The Evil in Wisconsin

March 9, 2011

Tonight I was reading the readers’ comments attached to the New York Times article about the sick act the Republican party pulled off in Wisconsin, and I found myself hitting the recommend button on any post that said, “this is war.” I don’t know yet how that manifests itself. I’m not the kind who gets enthusiastic about wars—of any kind. But it’s clear that something needs to be done. The Republican party is evil. While it will destroy itself eventually—that’s a real universal law—it’s doing far too much harm to the common good right now to just stand by and wait. For starters, I sent some money to the Wisconsin Democratic party to help them in their recall efforts.

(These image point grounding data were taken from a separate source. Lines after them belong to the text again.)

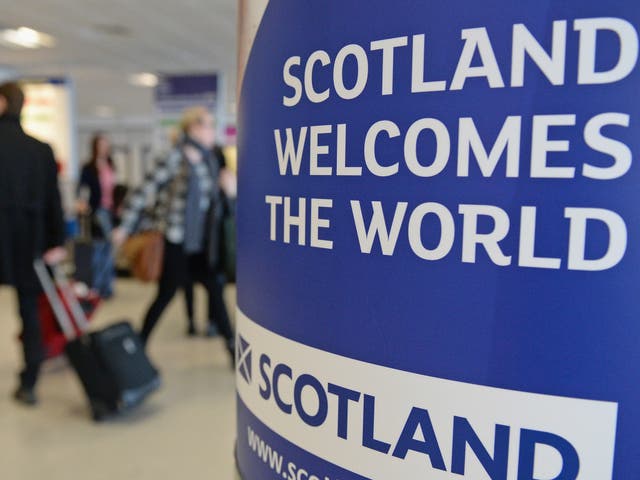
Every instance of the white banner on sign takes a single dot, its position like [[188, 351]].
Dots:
[[387, 424]]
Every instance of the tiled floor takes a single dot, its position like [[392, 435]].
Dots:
[[187, 430]]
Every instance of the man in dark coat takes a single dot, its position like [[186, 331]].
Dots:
[[31, 225]]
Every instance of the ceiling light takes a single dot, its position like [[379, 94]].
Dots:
[[25, 37], [149, 80], [104, 111]]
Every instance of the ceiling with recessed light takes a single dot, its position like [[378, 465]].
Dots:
[[101, 44]]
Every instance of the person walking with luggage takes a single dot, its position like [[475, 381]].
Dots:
[[32, 226], [187, 181], [96, 201]]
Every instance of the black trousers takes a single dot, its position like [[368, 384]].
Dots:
[[177, 269], [31, 336]]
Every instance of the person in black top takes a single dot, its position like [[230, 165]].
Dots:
[[31, 222]]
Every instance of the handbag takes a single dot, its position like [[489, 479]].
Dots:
[[145, 252]]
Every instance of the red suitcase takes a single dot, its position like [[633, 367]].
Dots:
[[53, 338]]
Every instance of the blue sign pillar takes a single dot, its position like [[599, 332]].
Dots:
[[438, 247]]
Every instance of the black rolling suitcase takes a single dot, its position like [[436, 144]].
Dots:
[[111, 363]]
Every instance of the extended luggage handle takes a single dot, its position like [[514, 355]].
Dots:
[[49, 287]]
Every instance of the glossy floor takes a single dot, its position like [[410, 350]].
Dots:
[[187, 430]]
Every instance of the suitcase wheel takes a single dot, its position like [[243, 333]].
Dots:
[[99, 411]]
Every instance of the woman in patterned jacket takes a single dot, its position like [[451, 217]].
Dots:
[[187, 183]]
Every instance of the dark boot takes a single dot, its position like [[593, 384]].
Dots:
[[25, 396]]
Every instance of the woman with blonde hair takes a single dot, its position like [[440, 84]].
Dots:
[[187, 182]]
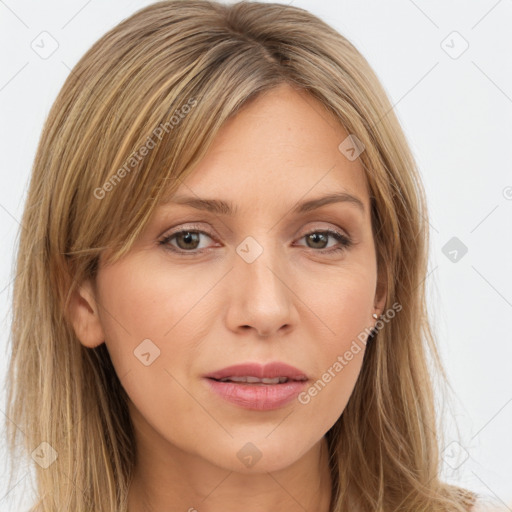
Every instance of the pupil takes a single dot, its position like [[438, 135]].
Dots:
[[188, 237], [315, 236]]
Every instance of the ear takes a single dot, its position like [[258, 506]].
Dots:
[[83, 314]]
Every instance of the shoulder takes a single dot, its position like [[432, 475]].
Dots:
[[488, 504]]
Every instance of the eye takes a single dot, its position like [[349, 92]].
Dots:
[[188, 241], [322, 236]]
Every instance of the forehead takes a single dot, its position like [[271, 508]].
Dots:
[[283, 145]]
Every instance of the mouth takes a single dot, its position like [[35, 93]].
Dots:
[[258, 387], [256, 380]]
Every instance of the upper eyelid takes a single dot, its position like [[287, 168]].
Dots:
[[195, 227]]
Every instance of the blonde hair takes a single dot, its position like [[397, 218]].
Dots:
[[93, 190]]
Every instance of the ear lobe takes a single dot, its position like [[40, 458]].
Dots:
[[83, 314]]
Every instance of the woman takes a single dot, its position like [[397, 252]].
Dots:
[[254, 368]]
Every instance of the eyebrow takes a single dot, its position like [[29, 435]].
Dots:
[[221, 207]]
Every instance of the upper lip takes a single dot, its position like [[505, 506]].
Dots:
[[262, 371]]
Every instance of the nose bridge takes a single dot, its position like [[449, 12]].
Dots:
[[262, 297], [258, 263]]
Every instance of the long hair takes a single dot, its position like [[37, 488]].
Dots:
[[166, 79]]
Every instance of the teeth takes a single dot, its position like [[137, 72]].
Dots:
[[255, 380]]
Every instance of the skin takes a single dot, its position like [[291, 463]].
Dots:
[[295, 303]]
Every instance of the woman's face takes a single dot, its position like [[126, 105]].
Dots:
[[264, 284]]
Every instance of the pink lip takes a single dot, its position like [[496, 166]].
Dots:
[[269, 370], [258, 396]]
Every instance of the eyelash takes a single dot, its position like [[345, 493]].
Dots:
[[344, 241]]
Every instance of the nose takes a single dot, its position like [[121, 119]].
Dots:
[[262, 298]]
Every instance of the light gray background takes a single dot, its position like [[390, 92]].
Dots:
[[456, 109]]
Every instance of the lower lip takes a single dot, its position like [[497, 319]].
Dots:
[[259, 397]]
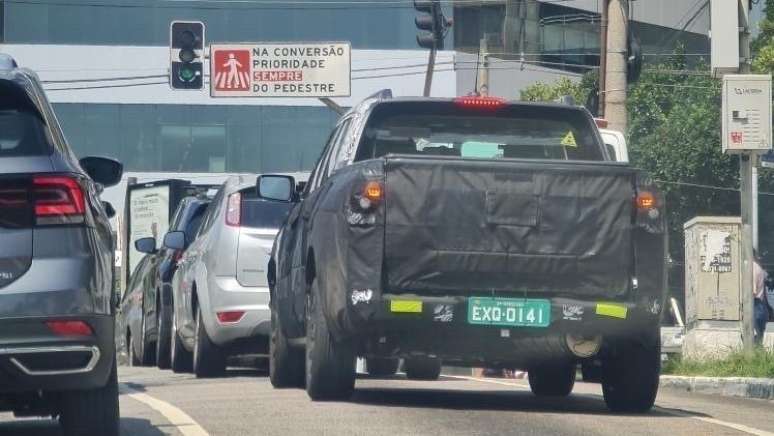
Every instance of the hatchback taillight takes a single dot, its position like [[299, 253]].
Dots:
[[58, 200], [234, 210]]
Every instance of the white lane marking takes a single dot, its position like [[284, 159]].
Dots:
[[179, 419], [731, 425]]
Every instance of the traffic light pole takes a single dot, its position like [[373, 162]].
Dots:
[[429, 74]]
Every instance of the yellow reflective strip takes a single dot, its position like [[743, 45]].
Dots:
[[612, 309], [406, 306]]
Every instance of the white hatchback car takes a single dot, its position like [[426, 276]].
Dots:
[[221, 294]]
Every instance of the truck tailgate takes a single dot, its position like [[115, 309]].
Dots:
[[527, 227]]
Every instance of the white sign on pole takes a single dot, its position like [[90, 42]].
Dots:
[[275, 69], [746, 111]]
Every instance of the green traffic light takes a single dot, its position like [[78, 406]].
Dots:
[[186, 74]]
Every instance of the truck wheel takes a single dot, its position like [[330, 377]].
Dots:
[[555, 380], [209, 360], [163, 342], [330, 365], [422, 368], [630, 376], [180, 359], [286, 364], [91, 412], [382, 367]]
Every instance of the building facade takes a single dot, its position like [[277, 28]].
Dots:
[[104, 64]]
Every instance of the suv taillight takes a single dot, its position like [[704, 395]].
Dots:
[[649, 207], [58, 200], [234, 210]]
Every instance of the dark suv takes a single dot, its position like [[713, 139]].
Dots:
[[57, 354]]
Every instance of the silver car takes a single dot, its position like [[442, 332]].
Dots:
[[221, 294]]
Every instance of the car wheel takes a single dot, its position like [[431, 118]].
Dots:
[[330, 365], [209, 360], [286, 364], [130, 347], [552, 380], [630, 376], [180, 359], [91, 412], [163, 342], [422, 368], [146, 357], [382, 367]]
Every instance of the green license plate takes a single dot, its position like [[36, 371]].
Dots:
[[512, 312]]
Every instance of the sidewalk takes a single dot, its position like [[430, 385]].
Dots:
[[745, 387]]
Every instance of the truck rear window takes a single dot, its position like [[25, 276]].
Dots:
[[22, 134], [514, 131]]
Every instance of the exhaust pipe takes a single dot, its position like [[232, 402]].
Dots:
[[583, 346]]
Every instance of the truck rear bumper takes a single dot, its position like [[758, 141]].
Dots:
[[33, 358], [439, 326]]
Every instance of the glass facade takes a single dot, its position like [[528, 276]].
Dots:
[[146, 22], [555, 35], [183, 138]]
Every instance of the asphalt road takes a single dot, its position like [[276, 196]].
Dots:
[[157, 402]]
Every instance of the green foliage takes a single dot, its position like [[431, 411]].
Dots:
[[760, 363], [550, 92]]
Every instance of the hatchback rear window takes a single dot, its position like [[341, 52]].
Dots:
[[513, 131], [264, 214]]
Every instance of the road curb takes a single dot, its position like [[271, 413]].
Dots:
[[745, 387]]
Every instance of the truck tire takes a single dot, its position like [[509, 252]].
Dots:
[[555, 380], [208, 359], [180, 359], [286, 364], [630, 376], [382, 367], [163, 342], [422, 368], [92, 412], [330, 365]]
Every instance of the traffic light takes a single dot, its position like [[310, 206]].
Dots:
[[186, 55], [432, 23]]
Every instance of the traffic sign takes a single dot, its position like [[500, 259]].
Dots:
[[274, 69]]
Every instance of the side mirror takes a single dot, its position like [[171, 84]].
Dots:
[[109, 209], [276, 187], [146, 245], [175, 240], [106, 172]]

There are readers of this blog who dislike it it when I use the word “evil.” But it is the correct word. I’m leaving tomorrow morning for a speaking gig in Pasadena. When I get back I’m going to start work on a post dealing with my thoughts on evil.

Progress Report #57

March 5, 2011

I finished my second pass through Chapter 26, working title “Life on the Rock.” The next chapter, Chapter 27, contains an expanded version of pages 15-17 of The Wild Parrots of Telegraph Hill. I receive a visit from two policemen who tell me I’m not to sleep in the alley anymore. I end up on the roof of the Tower Hotel, where I make a tent and begin a new period in my life as a street person. There’s much more to it than I was able to fit into Wild Parrots.

When I finish this next chapter I’ll be in a position to start work on the outline for the third and final draft. I’ve been working on this second draft for three or four years now. It’s over 800 pages, with another 200 or so to go. The final draft will be around 300 pages. There is daylight at the end of this long, long tunnel.

Left, Right, Left, Right

March 1, 2011

As I’ve said here before, I don’t like to describe the political spectrum with the words “left” and “right.” Within any given era, Left and Right are relative, so they don’t mean much. I think most people assume that any position that’s off to one side can’t be correct, that the correct position must lie somewhere in the center. If you posit Sarah Palin as representing the far right and Obama as representing the far left—which much of the media does these days—a centrist position would be somewhere in between the two. Sorry. I can’t hack that one at all.

I keep thinking up different ways to say this, but to my mind it’s like this: There’s truth and there’s bullshit. No left, no right. No two ways. To know what’s true, you have to give up all your preconceived ideas and take a completely open-minded look without pushing for a particular outcome. I don’t know of very many people who have done that or even have any interest in taking the trouble. People tend to take positions based on where they’ve grown up, what they’ve been exposed to, who their friends are, and who they’re angry with. We have to look beyond our own self-interest. The main problem I see with the so-called “right wing” is that it considers looking out for one’s own self-interest a virtue. But it isn’t. “Enlightened self-interest” is an oxymoron.